Date of Award


Document Type

Open Access

Degree Name

Bachelor of Science



First Advisor

Brian Cohen




ceels, transfection, dna, caveolin, protein


Human follicle stimulating hormone (hFSH) is a hormone found in humans that is synthesized and secreted by the anterior pituitary and targets the ovaries and testes. This specificity of targeting is accomplished by the interaction of hFSH with its receptor (hFSHR) on target cells. hFSHR is a G protein-coupled receptor that localizes to domains in the cell membrane known as lipid rafts. The mechanism of translocation of the hFSHR into lipid rafts is unknown. Our hypothesis is that translocation occurs through interaction of hFSHR with the protein caveolin via a specific sequence in the hFSHR; a putative caveolin interaction motif (CIM).

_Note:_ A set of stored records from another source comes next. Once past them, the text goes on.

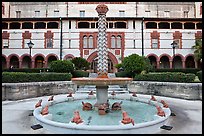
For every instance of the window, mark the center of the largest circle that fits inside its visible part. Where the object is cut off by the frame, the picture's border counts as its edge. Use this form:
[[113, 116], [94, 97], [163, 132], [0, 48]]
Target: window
[[121, 13], [166, 13], [90, 41], [92, 25], [151, 25], [111, 25], [37, 13], [85, 41], [5, 43], [52, 25], [40, 25], [82, 13], [178, 43], [118, 42], [69, 43], [49, 42], [27, 25], [56, 13], [120, 24], [70, 25], [185, 14], [15, 25], [154, 43], [3, 9], [113, 42], [83, 25], [176, 25], [4, 26], [147, 13], [26, 41], [134, 24], [18, 14], [164, 25]]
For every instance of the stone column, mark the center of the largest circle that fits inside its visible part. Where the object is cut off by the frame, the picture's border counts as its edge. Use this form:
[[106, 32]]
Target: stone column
[[102, 66]]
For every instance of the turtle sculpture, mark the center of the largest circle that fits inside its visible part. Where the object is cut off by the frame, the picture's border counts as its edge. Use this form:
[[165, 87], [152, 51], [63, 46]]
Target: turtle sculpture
[[87, 106], [51, 98], [165, 105], [76, 119], [160, 112], [45, 110], [116, 106], [101, 109], [38, 104], [126, 119]]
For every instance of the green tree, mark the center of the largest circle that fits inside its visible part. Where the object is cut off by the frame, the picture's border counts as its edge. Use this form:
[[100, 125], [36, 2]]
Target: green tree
[[62, 66], [80, 63], [198, 49], [135, 64]]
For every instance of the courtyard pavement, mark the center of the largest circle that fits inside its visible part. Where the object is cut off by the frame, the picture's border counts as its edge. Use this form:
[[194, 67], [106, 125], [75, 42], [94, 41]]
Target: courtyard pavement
[[16, 119]]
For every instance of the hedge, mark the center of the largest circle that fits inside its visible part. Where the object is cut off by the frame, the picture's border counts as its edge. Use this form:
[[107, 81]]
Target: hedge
[[199, 74], [27, 70], [166, 77], [18, 77], [80, 73], [183, 70], [123, 74]]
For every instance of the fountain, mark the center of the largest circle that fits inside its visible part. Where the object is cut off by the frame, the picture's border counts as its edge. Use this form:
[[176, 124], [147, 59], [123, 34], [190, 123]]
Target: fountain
[[120, 112]]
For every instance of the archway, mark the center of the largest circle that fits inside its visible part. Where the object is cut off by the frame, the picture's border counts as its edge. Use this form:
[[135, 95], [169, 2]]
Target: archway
[[190, 63], [95, 62], [39, 62], [50, 59], [177, 62], [26, 62], [164, 62], [14, 62], [153, 61], [3, 62], [111, 62]]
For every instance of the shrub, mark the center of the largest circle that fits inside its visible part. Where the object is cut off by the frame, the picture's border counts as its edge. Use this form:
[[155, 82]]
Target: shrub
[[62, 66], [199, 74], [166, 77], [123, 74], [134, 64], [80, 63], [28, 70], [80, 73], [183, 70], [18, 77]]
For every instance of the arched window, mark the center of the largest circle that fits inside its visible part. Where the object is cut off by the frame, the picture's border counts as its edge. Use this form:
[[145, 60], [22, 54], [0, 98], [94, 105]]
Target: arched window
[[113, 42], [90, 42], [85, 42], [118, 42]]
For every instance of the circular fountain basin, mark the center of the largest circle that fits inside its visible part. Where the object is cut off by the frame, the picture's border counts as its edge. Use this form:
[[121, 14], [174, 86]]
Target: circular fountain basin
[[146, 127], [101, 81]]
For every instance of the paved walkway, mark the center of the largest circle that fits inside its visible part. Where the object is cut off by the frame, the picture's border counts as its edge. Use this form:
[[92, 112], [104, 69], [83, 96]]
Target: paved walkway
[[16, 119]]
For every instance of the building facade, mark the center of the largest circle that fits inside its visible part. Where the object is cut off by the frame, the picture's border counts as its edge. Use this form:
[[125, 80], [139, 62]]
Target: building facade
[[64, 30]]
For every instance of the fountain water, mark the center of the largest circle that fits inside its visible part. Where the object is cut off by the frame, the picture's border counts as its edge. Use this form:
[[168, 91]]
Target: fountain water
[[79, 122]]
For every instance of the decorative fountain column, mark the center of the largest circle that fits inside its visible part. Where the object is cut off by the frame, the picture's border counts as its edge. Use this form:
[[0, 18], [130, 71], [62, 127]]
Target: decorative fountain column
[[102, 66], [102, 81]]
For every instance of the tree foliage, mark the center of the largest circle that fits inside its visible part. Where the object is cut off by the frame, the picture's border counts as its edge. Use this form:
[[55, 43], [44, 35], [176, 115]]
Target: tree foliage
[[80, 63], [198, 49], [135, 64], [62, 66]]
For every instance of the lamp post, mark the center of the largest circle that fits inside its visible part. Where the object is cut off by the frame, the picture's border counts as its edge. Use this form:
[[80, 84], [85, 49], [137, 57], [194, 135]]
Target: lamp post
[[30, 45], [174, 45]]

The canonical caveolin interaction motif, FXFXXXXFXXF, where F is any aromatic amino acid such as phenylalanine (F), tyrosine (Y) or tryptophan (W) is found in the fourth transmembrane domain of hFSHR in amino acids 479-489 (FAFAAALFPIF). Here, the 4 critical phenylalanine residues match the motif. The goal of the current research has been to produce stable cell lines expressing isoforms of hFSHR with one of each of the four phenylalanines mutated to leucine. The mutant receptors were expressed in the cells and qualitatively demonstrated normal signaling when stimulated by hFSH. Future studies will focus on analyzing quantitative measurement of signaling and the location of the mutant receptor on the cell surface. Understanding the caveolin interaction motif of hFSHR could give us better understanding of the mechanism of hFSHR localization to lipid rafts and may give insight into a novel way to regulate FSH signaling and function.